Investing.com - Barclays warns that the rapid, emotion-driven sell-off targeting companies perceived as vulnerable to artificial intelligence influence may continue, with investors still in the “sell first, think later” mindset described by the bank.
Analyst Emmanuel Cau stated in a client report that the stock market has shown resilience, but concerns over the disruptive impact of AI are intensifying “market volatility and divergence across sectors.”
Barclays said that traditional classification methods such as cyclical versus defensive stocks are “outdated,” and the market now groups stocks based on their perceived “AI immunity or vulnerability.”
The bank pointed out that physical assets and traditional economic sectors, including commodities, industrials, materials, healthcare, and consumer goods, are seen as AI-resistant areas, while many consumer or business services and technology-related industries are “considered vulnerable.”
The list of companies considered AI losers has expanded sharply.
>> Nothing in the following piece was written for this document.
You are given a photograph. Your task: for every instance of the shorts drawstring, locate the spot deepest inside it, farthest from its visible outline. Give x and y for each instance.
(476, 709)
Barclays believes this narrative initially started in media and business services, then spread to the software sector, and “now extends to financial services, logistics, and commercial real estate.”
The bank wrote that selling pressure within this group “has become indiscriminate,” driven more by narrative than fundamentals, even though “earnings momentum remains resilient.”
Barclays warned that investors are asking “who’s next,” showing no mercy to any company far from being seen as an AI winner.
The bank added that fears of business failures are spreading to the credit markets and putting pressure on banks, which “until now have been viewed as AI winners.”
“In the short term, we acknowledge that this momentum may be unstoppable, with no clear catalysts to halt this decline,” Barclays said, although the bank sees long-term opportunities in this misalignment.